Al enterarse de que el Emperador lo estaba buscando, el rostro de Arthur perdió completamente el color.
—¡Hola! ¡Soy Sebastian!
Sebastian habló con voz enérgica.
Era normal. El corazón de aquel novato recién contratado rebosaba de ilusión.
—¿Qué? ¿Conseguiste trabajo?
Su madre no parecía especialmente contenta al escuchar la noticia.
Más bien lo miró con cierta desconfianza, como si dudara de que fuera buena idea dejar que su hijo trabajara allí.
—¡Mamá! ¿Cómo puedes poner esa cara?
Por supuesto, Sebastian dejó muy claro lo herido que se sentía.
—Te lo has ganado, mocoso.
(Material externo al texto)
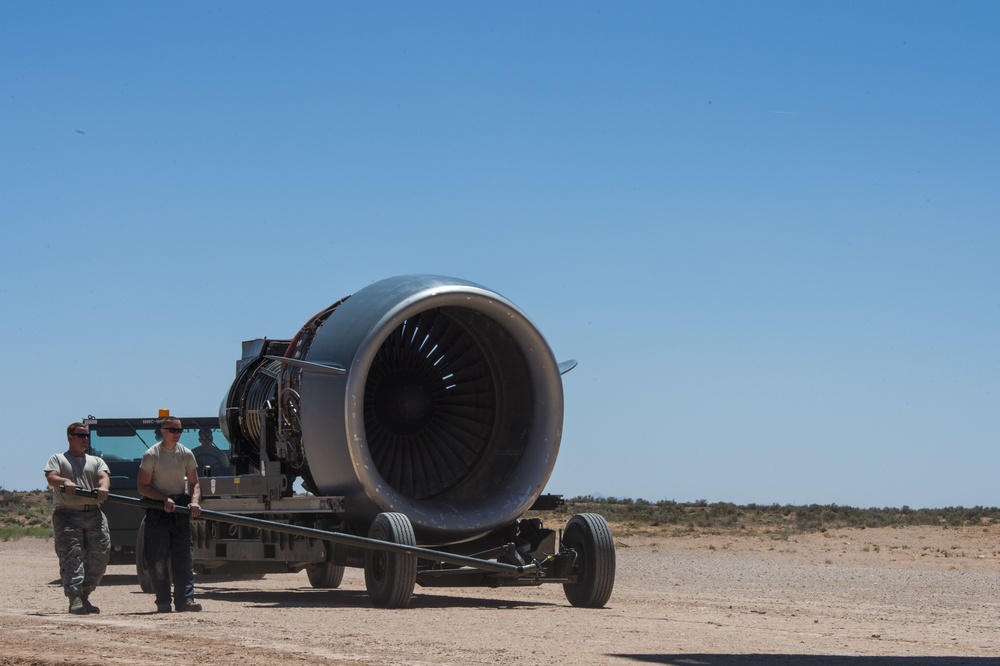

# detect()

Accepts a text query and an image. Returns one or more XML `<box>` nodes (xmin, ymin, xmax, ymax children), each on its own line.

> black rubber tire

<box><xmin>562</xmin><ymin>513</ymin><xmax>615</xmax><ymax>608</ymax></box>
<box><xmin>306</xmin><ymin>562</ymin><xmax>344</xmax><ymax>589</ymax></box>
<box><xmin>365</xmin><ymin>513</ymin><xmax>417</xmax><ymax>608</ymax></box>
<box><xmin>135</xmin><ymin>518</ymin><xmax>153</xmax><ymax>594</ymax></box>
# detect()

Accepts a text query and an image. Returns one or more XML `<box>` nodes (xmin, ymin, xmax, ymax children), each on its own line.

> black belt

<box><xmin>59</xmin><ymin>504</ymin><xmax>101</xmax><ymax>511</ymax></box>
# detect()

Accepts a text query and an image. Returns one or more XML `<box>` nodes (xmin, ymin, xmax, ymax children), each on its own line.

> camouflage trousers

<box><xmin>52</xmin><ymin>509</ymin><xmax>111</xmax><ymax>597</ymax></box>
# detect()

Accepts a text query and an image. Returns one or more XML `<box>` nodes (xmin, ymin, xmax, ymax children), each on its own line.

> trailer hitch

<box><xmin>67</xmin><ymin>487</ymin><xmax>539</xmax><ymax>576</ymax></box>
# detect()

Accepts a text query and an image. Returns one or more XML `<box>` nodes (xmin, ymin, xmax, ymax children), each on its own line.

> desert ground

<box><xmin>0</xmin><ymin>526</ymin><xmax>1000</xmax><ymax>666</ymax></box>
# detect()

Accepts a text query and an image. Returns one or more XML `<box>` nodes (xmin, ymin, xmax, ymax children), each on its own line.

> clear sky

<box><xmin>0</xmin><ymin>0</ymin><xmax>1000</xmax><ymax>508</ymax></box>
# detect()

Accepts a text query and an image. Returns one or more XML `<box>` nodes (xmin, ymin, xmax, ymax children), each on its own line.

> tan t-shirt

<box><xmin>139</xmin><ymin>442</ymin><xmax>198</xmax><ymax>495</ymax></box>
<box><xmin>45</xmin><ymin>451</ymin><xmax>111</xmax><ymax>509</ymax></box>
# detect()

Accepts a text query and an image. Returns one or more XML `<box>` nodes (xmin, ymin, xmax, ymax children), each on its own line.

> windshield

<box><xmin>88</xmin><ymin>417</ymin><xmax>229</xmax><ymax>472</ymax></box>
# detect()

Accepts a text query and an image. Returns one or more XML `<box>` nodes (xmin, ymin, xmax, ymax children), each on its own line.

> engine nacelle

<box><xmin>221</xmin><ymin>275</ymin><xmax>563</xmax><ymax>544</ymax></box>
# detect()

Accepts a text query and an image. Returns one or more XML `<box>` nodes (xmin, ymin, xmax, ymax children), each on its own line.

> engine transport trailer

<box><xmin>88</xmin><ymin>275</ymin><xmax>615</xmax><ymax>608</ymax></box>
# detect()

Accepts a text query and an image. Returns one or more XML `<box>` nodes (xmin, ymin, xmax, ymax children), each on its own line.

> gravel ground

<box><xmin>0</xmin><ymin>527</ymin><xmax>1000</xmax><ymax>666</ymax></box>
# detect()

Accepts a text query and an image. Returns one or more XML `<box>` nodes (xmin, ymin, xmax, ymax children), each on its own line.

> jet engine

<box><xmin>220</xmin><ymin>275</ymin><xmax>575</xmax><ymax>544</ymax></box>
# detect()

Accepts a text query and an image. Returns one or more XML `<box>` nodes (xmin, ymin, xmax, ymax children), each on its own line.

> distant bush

<box><xmin>532</xmin><ymin>495</ymin><xmax>1000</xmax><ymax>532</ymax></box>
<box><xmin>0</xmin><ymin>488</ymin><xmax>52</xmax><ymax>541</ymax></box>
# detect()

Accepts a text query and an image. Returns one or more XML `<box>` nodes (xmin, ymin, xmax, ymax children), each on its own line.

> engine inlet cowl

<box><xmin>228</xmin><ymin>275</ymin><xmax>563</xmax><ymax>544</ymax></box>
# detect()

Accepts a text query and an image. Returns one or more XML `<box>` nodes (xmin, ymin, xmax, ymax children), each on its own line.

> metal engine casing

<box><xmin>221</xmin><ymin>275</ymin><xmax>563</xmax><ymax>544</ymax></box>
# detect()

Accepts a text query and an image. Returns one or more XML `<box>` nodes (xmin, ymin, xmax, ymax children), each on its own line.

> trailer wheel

<box><xmin>135</xmin><ymin>518</ymin><xmax>153</xmax><ymax>594</ymax></box>
<box><xmin>306</xmin><ymin>562</ymin><xmax>344</xmax><ymax>588</ymax></box>
<box><xmin>562</xmin><ymin>513</ymin><xmax>615</xmax><ymax>608</ymax></box>
<box><xmin>365</xmin><ymin>513</ymin><xmax>417</xmax><ymax>608</ymax></box>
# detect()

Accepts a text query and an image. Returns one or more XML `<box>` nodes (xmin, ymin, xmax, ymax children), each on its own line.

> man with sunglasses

<box><xmin>45</xmin><ymin>423</ymin><xmax>111</xmax><ymax>615</ymax></box>
<box><xmin>138</xmin><ymin>416</ymin><xmax>201</xmax><ymax>613</ymax></box>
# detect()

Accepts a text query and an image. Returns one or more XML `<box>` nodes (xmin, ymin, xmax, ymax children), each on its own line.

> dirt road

<box><xmin>0</xmin><ymin>527</ymin><xmax>1000</xmax><ymax>666</ymax></box>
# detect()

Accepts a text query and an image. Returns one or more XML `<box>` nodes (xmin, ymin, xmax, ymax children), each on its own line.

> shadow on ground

<box><xmin>197</xmin><ymin>585</ymin><xmax>553</xmax><ymax>609</ymax></box>
<box><xmin>609</xmin><ymin>654</ymin><xmax>1000</xmax><ymax>666</ymax></box>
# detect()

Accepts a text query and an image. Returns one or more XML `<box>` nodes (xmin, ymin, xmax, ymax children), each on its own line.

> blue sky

<box><xmin>0</xmin><ymin>2</ymin><xmax>1000</xmax><ymax>507</ymax></box>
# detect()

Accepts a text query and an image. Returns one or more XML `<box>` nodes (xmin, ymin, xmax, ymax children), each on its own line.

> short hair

<box><xmin>66</xmin><ymin>421</ymin><xmax>90</xmax><ymax>435</ymax></box>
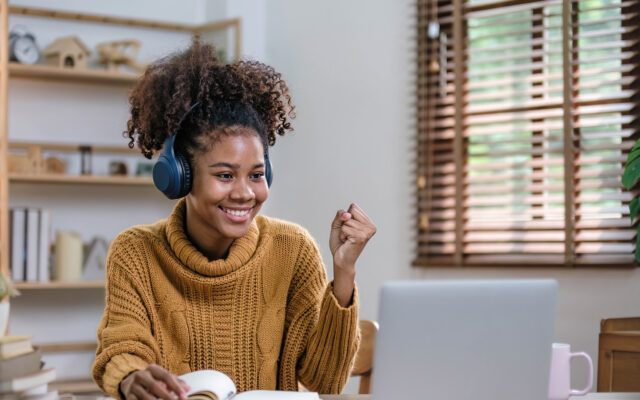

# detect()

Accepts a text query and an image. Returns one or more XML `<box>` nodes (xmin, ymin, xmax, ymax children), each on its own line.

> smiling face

<box><xmin>186</xmin><ymin>126</ymin><xmax>269</xmax><ymax>259</ymax></box>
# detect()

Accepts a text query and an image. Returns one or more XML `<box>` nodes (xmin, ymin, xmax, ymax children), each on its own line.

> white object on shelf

<box><xmin>38</xmin><ymin>209</ymin><xmax>51</xmax><ymax>282</ymax></box>
<box><xmin>82</xmin><ymin>236</ymin><xmax>109</xmax><ymax>281</ymax></box>
<box><xmin>11</xmin><ymin>208</ymin><xmax>27</xmax><ymax>282</ymax></box>
<box><xmin>54</xmin><ymin>231</ymin><xmax>82</xmax><ymax>281</ymax></box>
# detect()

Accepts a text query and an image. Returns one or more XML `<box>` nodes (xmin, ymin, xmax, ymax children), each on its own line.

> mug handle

<box><xmin>571</xmin><ymin>351</ymin><xmax>593</xmax><ymax>396</ymax></box>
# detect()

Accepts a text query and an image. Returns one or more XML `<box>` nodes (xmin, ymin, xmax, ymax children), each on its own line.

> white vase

<box><xmin>0</xmin><ymin>301</ymin><xmax>9</xmax><ymax>337</ymax></box>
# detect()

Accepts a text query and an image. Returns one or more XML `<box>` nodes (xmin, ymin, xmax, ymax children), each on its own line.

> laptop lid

<box><xmin>372</xmin><ymin>280</ymin><xmax>558</xmax><ymax>400</ymax></box>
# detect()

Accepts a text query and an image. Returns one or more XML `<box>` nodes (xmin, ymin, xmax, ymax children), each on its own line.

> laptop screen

<box><xmin>372</xmin><ymin>280</ymin><xmax>557</xmax><ymax>400</ymax></box>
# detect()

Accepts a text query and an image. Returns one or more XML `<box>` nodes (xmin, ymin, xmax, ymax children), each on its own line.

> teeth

<box><xmin>224</xmin><ymin>208</ymin><xmax>250</xmax><ymax>217</ymax></box>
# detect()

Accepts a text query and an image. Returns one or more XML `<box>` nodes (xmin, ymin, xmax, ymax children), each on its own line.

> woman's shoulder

<box><xmin>111</xmin><ymin>220</ymin><xmax>166</xmax><ymax>253</ymax></box>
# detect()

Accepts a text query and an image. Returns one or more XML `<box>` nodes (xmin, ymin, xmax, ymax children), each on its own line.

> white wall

<box><xmin>266</xmin><ymin>0</ymin><xmax>640</xmax><ymax>386</ymax></box>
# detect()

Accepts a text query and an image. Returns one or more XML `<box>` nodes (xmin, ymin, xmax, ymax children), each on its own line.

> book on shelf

<box><xmin>10</xmin><ymin>208</ymin><xmax>27</xmax><ymax>282</ymax></box>
<box><xmin>0</xmin><ymin>347</ymin><xmax>42</xmax><ymax>382</ymax></box>
<box><xmin>0</xmin><ymin>335</ymin><xmax>33</xmax><ymax>360</ymax></box>
<box><xmin>10</xmin><ymin>207</ymin><xmax>51</xmax><ymax>282</ymax></box>
<box><xmin>38</xmin><ymin>208</ymin><xmax>51</xmax><ymax>282</ymax></box>
<box><xmin>26</xmin><ymin>208</ymin><xmax>40</xmax><ymax>282</ymax></box>
<box><xmin>0</xmin><ymin>368</ymin><xmax>56</xmax><ymax>393</ymax></box>
<box><xmin>180</xmin><ymin>370</ymin><xmax>319</xmax><ymax>400</ymax></box>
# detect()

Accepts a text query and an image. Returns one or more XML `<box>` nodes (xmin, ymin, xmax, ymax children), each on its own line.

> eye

<box><xmin>216</xmin><ymin>172</ymin><xmax>233</xmax><ymax>181</ymax></box>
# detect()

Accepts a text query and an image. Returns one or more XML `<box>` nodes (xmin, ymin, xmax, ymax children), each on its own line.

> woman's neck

<box><xmin>184</xmin><ymin>201</ymin><xmax>233</xmax><ymax>261</ymax></box>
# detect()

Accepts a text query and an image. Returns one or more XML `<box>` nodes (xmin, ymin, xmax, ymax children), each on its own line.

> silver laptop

<box><xmin>372</xmin><ymin>280</ymin><xmax>558</xmax><ymax>400</ymax></box>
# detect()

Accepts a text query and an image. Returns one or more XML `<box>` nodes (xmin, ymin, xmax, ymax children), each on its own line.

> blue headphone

<box><xmin>153</xmin><ymin>101</ymin><xmax>273</xmax><ymax>199</ymax></box>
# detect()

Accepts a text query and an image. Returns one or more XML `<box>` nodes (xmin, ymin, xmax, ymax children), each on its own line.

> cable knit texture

<box><xmin>93</xmin><ymin>200</ymin><xmax>359</xmax><ymax>398</ymax></box>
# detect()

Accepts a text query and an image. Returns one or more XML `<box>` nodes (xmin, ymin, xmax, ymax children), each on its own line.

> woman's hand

<box><xmin>329</xmin><ymin>204</ymin><xmax>376</xmax><ymax>307</ymax></box>
<box><xmin>120</xmin><ymin>364</ymin><xmax>190</xmax><ymax>400</ymax></box>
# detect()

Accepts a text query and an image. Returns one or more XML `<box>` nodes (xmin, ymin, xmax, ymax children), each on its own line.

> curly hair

<box><xmin>124</xmin><ymin>37</ymin><xmax>295</xmax><ymax>161</ymax></box>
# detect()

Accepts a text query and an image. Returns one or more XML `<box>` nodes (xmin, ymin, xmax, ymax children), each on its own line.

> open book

<box><xmin>180</xmin><ymin>370</ymin><xmax>320</xmax><ymax>400</ymax></box>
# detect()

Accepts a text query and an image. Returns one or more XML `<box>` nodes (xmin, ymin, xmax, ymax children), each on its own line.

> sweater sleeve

<box><xmin>283</xmin><ymin>234</ymin><xmax>359</xmax><ymax>394</ymax></box>
<box><xmin>92</xmin><ymin>239</ymin><xmax>159</xmax><ymax>398</ymax></box>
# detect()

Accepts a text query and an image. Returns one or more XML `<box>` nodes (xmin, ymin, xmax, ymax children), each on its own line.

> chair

<box><xmin>351</xmin><ymin>319</ymin><xmax>378</xmax><ymax>394</ymax></box>
<box><xmin>598</xmin><ymin>317</ymin><xmax>640</xmax><ymax>392</ymax></box>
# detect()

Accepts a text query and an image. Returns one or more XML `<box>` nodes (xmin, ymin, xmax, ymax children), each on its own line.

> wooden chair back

<box><xmin>598</xmin><ymin>317</ymin><xmax>640</xmax><ymax>392</ymax></box>
<box><xmin>351</xmin><ymin>319</ymin><xmax>378</xmax><ymax>394</ymax></box>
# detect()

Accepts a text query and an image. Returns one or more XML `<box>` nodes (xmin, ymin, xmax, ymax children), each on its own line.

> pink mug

<box><xmin>548</xmin><ymin>343</ymin><xmax>593</xmax><ymax>400</ymax></box>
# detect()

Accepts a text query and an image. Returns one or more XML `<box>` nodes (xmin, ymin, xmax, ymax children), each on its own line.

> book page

<box><xmin>233</xmin><ymin>390</ymin><xmax>320</xmax><ymax>400</ymax></box>
<box><xmin>179</xmin><ymin>370</ymin><xmax>236</xmax><ymax>400</ymax></box>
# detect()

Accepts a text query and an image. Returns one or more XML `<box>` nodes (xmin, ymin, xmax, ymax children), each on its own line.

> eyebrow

<box><xmin>209</xmin><ymin>162</ymin><xmax>264</xmax><ymax>169</ymax></box>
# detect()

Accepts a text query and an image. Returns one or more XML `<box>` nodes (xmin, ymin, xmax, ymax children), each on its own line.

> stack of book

<box><xmin>10</xmin><ymin>208</ymin><xmax>51</xmax><ymax>282</ymax></box>
<box><xmin>0</xmin><ymin>335</ymin><xmax>58</xmax><ymax>400</ymax></box>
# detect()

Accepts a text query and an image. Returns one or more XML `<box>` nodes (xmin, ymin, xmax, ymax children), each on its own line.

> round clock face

<box><xmin>13</xmin><ymin>36</ymin><xmax>40</xmax><ymax>64</ymax></box>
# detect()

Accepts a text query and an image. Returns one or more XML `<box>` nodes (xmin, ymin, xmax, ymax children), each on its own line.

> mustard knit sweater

<box><xmin>93</xmin><ymin>200</ymin><xmax>359</xmax><ymax>398</ymax></box>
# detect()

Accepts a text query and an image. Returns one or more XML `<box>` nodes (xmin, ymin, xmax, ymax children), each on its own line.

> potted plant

<box><xmin>622</xmin><ymin>140</ymin><xmax>640</xmax><ymax>262</ymax></box>
<box><xmin>0</xmin><ymin>270</ymin><xmax>19</xmax><ymax>337</ymax></box>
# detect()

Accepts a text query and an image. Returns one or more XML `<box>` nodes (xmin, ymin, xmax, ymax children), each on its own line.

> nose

<box><xmin>229</xmin><ymin>179</ymin><xmax>256</xmax><ymax>202</ymax></box>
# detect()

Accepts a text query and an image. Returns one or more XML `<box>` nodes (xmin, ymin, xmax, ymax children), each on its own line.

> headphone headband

<box><xmin>153</xmin><ymin>101</ymin><xmax>273</xmax><ymax>199</ymax></box>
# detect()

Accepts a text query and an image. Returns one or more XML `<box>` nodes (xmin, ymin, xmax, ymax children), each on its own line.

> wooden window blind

<box><xmin>414</xmin><ymin>0</ymin><xmax>640</xmax><ymax>266</ymax></box>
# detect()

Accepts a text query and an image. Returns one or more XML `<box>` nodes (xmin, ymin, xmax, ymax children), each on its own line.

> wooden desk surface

<box><xmin>320</xmin><ymin>393</ymin><xmax>640</xmax><ymax>400</ymax></box>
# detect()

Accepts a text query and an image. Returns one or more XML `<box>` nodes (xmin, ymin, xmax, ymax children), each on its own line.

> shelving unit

<box><xmin>9</xmin><ymin>173</ymin><xmax>153</xmax><ymax>186</ymax></box>
<box><xmin>0</xmin><ymin>0</ymin><xmax>242</xmax><ymax>273</ymax></box>
<box><xmin>9</xmin><ymin>62</ymin><xmax>140</xmax><ymax>85</ymax></box>
<box><xmin>0</xmin><ymin>0</ymin><xmax>242</xmax><ymax>394</ymax></box>
<box><xmin>14</xmin><ymin>281</ymin><xmax>104</xmax><ymax>290</ymax></box>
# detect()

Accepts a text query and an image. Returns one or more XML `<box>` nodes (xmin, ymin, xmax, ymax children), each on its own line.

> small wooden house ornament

<box><xmin>82</xmin><ymin>237</ymin><xmax>109</xmax><ymax>281</ymax></box>
<box><xmin>43</xmin><ymin>36</ymin><xmax>91</xmax><ymax>68</ymax></box>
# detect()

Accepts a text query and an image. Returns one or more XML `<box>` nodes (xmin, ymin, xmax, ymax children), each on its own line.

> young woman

<box><xmin>93</xmin><ymin>40</ymin><xmax>376</xmax><ymax>400</ymax></box>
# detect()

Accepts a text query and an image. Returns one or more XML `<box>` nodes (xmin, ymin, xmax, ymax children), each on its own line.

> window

<box><xmin>414</xmin><ymin>0</ymin><xmax>640</xmax><ymax>266</ymax></box>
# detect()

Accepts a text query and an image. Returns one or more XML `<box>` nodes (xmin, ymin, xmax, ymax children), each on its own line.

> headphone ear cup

<box><xmin>176</xmin><ymin>154</ymin><xmax>193</xmax><ymax>197</ymax></box>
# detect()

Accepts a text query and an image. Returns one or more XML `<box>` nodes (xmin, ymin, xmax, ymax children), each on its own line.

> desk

<box><xmin>320</xmin><ymin>393</ymin><xmax>640</xmax><ymax>400</ymax></box>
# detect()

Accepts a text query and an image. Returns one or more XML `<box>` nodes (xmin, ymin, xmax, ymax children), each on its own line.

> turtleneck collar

<box><xmin>165</xmin><ymin>199</ymin><xmax>259</xmax><ymax>276</ymax></box>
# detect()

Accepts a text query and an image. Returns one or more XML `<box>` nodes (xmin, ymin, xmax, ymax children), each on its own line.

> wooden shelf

<box><xmin>9</xmin><ymin>62</ymin><xmax>139</xmax><ymax>85</ymax></box>
<box><xmin>9</xmin><ymin>173</ymin><xmax>153</xmax><ymax>186</ymax></box>
<box><xmin>13</xmin><ymin>281</ymin><xmax>105</xmax><ymax>290</ymax></box>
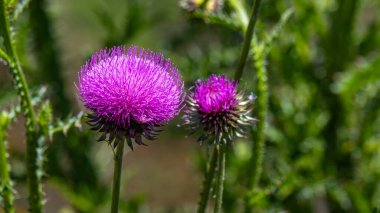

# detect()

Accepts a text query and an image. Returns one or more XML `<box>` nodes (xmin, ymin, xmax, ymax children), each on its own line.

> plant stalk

Espero que no sea un lugar sospechoso.
—¡Que no lo es! ¡Es la Posada de Eddie, la de la plaza central!
—Ah, esa posada.
Por suerte, la madre de Sebastian parecía conocer aquella posada que recientemente había adquirido una fama bastante peculiar.
Inclinó ligeramente la cabeza.
Parecía tranquila al saber que su hijo no trabajaría en ningún sitio peligroso o sospechoso, aunque había algo que seguía lamentando mientras chasqueaba la lengua.
—Escuché que allí trabajan unos hombres sospechosamente guapos.
—…
—Supongo que ese rumor desaparecerá muy pronto.
Su voz sonaba sinceramente apenada.
¿Qué tiene de malo mi cara?
Sebastian sintió una profunda indignación, pero la conciencia que permanecía enterrada en lo más profundo de su ser se manifestó justo a tiempo, impidiéndole protestar.
Y así llegó, por fin, su primer día de trabajo.
Dejando a un lado las heridas que le había provocado su madre, se presentó orgullosamente en la posada.
—Mucho gusto.
El dueño de la posada, Eddie, lucía exactamente igual que el día de la entrevista.
Aquel hombre seguía siendo deslumbrante.
Sonriendo, le tendió la mano.
Sebastian la estrechó.
La palma que sujetó era sorprendentemente suave.
Vaya… ¿Cómo puede tener unas manos tan suaves? Supongo que el rumor de que es un joven noble debe de ser cierto. Ahora que lo pienso, incluso su forma de hablar suena refinada, como la de la aristocracia.
Ajeno a los pensamientos de Sebastian, Eddie sonrió mientras presentaba al hombre que estaba detrás de él.
—También tenemos otro novato.
Dijo aquello mientras sujetaba ligeramente la mano del hombre.
A diferencia de la piel pálida de Eddie, aquella era una mano grande y firme.
Si hubiera querido, el hombre podría haberse soltado con facilidad.
Pero, por supuesto, no lo hizo.
—Él es Ketron.
Era un hombre de aspecto severo.
No dijo absolutamente nada, pero la intimidante presencia que desprendía incluso estando inmóvil hizo que Sebastian fuera incapaz de mirarlo directamente.
En toda su vida jamás había conocido a alguien como Eddie.
Pero tampoco había conocido nunca a alguien como Ketron.
Sin prestar atención a la reacción de Sebastian, Eddie continuó explicando:
—Ket me ayuda con el trabajo. En cuanto a las tareas de la posada, Gerold será quien te enseñe todo.
—¡Ah, sí!
Por fin, la mirada de Sebastian se dirigió hacia el hombre llamado Gerold.
Tenía una apariencia fría.
Cabello negro, unos llamativos ojos azules y un atractivo innegable.
Sin embargo, su aire taciturno era completamente distinto del de Ketron.
…¿Así que voy a aprender de él? ¿Bajo las órdenes de esta persona?